Job seekers lined up around the corner and into the lobby outside the Greater Tucson Diversity Job Fair in 2015.

PHOENIX — Arizonans who don’t take pretty much any job after being out of work for at least four weeks will lose their unemployment benefits.

The change in law takes effect Aug. 3 in the state, which has the second-lowest unemployment benefits in the country.

Under current law, someone collecting benefits must accept “suitable” work. But the Department of Economic Security is required to consider various factors, including the “risk involved to the individual’s health, safety and morals.”

Other considerations include physical fitness for the work, experience, prior earnings and how long the person has been unemployed. The DES also has to figure in the prospects of the person being able to secure local work in the individual’s customary occupation as well as the distance to the new job.

The new law signed by Republican Gov. Doug Ducey on Wednesday makes those considerations legally irrelevant after someone has been collecting benefits for four weeks. At that point the person would have to take any job where the employer is offering to pay at least 20 percent more than they are collecting in benefits.

And that’s not much.

Under Arizona law, individuals who are laid off or fired through no fault of their own are entitled to collect payments equal to one-half of what they were earning for up to 26 weeks. The money comes out of a special fund financed through premiums paid by employers.

But Arizona law limits benefits to $240 a week, no matter how much the person was earning. Only Mississippi has a lower cap.

That means someone would have to take any work that pays at least $288 a week, the equivalent of about $15,000 a year, no matter how much she or he was earning before.

Ducey provided no explanation for his decision to sign the measure, which was approved by the Republican-controlled Legislature without a single Democrat’s vote.

But his press aide Daniel Scarpinato called it “common-sense reform.”

“It’s a job that the individual’s been offered, and it pays,” he noted, adding that Ducey supports the idea of people finding employment “who are getting off of benefits and finding value in work.”

“That’s the kind of action that we want to reward rather than somehow disincentivizing,” Scarpinato said.

Sen. Steve Smith, R-Maricopa, who championed the bill, said he is not concerned that people will be forced to accept unsuitable work.

The solution is simple, he said: Don’t apply for such jobs in the first place. If there’s no offer on the table, he said, someone collecting benefits can’t be accused of refusing to take it.

But during legislative debate on the measure, DES lobbyist Kathy Ber pointed out that existing Arizona law requires those on unemployment insurance to engage in “a systematic and sustained effort to obtain work during at least four days of the week.” The same law mandates the person make at least one job contact per day on each of those four days.

Smith wasn’t concerned about the possibility that someone who has been collecting benefits for at least four weeks could be forced to take a job that, until now, DES has considered unsuitable.

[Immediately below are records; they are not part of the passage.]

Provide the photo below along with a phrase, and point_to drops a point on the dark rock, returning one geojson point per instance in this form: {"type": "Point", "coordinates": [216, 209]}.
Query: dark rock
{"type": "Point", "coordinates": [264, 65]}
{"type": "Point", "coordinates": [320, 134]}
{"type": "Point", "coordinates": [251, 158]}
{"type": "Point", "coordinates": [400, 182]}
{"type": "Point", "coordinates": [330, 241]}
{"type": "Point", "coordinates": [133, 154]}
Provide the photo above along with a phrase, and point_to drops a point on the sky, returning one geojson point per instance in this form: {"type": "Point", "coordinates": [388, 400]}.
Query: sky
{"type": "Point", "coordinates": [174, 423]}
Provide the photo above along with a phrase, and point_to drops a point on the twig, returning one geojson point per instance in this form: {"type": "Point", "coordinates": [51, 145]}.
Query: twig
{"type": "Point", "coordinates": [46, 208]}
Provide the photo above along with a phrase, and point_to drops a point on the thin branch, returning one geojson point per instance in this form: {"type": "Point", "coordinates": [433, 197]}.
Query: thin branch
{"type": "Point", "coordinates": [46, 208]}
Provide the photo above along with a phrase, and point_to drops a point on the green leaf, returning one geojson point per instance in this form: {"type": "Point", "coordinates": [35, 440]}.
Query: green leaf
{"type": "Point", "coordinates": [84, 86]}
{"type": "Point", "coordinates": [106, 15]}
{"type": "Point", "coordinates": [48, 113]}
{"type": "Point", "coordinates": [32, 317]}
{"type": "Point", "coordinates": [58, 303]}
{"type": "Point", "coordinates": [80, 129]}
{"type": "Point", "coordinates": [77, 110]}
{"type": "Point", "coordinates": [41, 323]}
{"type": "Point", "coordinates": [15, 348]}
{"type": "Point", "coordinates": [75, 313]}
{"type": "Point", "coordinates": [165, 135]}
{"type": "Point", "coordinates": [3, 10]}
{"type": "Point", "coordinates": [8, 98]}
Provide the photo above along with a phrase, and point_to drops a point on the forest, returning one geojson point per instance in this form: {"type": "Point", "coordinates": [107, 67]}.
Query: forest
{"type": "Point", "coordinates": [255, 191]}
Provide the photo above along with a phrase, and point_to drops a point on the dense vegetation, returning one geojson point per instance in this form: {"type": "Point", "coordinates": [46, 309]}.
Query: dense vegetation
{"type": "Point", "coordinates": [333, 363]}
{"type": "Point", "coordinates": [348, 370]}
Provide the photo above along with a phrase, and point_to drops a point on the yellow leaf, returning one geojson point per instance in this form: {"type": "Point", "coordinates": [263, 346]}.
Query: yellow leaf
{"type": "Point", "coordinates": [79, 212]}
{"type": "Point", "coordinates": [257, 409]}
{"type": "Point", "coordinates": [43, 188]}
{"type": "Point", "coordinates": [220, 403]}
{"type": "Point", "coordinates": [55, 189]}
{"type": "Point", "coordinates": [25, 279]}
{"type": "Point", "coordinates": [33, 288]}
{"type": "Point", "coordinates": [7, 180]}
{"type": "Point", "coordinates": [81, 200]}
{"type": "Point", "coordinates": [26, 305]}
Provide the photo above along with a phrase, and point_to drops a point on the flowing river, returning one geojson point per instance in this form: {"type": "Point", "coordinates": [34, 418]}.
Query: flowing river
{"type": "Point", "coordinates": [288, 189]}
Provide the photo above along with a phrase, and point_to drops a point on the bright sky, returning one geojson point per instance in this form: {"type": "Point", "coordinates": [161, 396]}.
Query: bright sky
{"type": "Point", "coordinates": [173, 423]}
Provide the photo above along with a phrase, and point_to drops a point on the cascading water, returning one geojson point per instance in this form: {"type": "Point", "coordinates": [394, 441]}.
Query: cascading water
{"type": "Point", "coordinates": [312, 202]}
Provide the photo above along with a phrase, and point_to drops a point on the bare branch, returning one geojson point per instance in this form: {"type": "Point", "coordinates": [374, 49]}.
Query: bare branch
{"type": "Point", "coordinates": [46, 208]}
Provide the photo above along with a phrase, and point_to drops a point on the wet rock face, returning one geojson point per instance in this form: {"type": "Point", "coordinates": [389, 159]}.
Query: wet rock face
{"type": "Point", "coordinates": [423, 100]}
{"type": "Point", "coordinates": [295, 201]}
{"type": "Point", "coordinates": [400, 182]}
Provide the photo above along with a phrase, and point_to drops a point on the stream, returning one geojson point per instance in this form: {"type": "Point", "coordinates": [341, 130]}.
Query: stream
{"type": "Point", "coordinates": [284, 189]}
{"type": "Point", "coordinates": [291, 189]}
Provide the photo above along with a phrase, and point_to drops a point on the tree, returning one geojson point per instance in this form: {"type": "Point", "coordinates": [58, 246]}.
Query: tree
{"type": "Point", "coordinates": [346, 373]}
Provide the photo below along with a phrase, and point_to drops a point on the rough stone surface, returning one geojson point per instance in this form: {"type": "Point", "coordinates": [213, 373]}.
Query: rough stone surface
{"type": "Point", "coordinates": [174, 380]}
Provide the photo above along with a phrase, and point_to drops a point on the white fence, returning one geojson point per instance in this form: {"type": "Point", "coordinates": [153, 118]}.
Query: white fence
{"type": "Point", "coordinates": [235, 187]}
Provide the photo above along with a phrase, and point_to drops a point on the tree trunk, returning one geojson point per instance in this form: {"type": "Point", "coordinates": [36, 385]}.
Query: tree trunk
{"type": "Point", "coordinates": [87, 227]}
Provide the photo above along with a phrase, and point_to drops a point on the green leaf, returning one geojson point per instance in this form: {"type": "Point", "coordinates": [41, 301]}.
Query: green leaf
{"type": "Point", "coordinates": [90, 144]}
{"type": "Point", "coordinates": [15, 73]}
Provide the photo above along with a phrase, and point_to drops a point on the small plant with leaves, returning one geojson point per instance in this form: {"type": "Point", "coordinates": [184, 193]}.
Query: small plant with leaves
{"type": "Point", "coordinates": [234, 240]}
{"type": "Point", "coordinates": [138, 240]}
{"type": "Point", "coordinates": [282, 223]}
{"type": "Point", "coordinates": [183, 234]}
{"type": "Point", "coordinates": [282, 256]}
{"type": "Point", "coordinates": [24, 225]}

“You’re supposed to go out and look for a job,” he said, adding that the benefits are provided as a financial bridge while people are doing that.

“We shouldn’t say, ‘Pretty please, here’s a job, would you please take it?’ ” Smith said. “If you’re offered a job that pays you more than your benefit, you should take it.”

That is also the position of Rep. Jeff Weninger, R-Chandler, part-owner of a firm that runs Dilly’s Deli sandwich shops as well as Floridino’s Pizza and Pasta.

Like all employers, Weninger pays into the account that funds unemployment benefits. Premiums range from less than 1 percent of the worker’s first $7,000 of wages to nearly 13 percent, with the actual rate dependent on how often a company lays off or fires a worker without cause.

Weninger said he has close to 100 employees. “I’ve paid a ton of money into this,” he said, blasting “this notion that the government or employers or everybody has to take care of someone cradle to the grave.”

The new law will have no immediate impact on how much employers pay. But DES officials said if fewer people overall are collecting benefits, that leaves more money in the special account, opening the door for future rate decreases.

The unemployment rate for March was 4.9 percent, with the April figures due to be announced Thursday.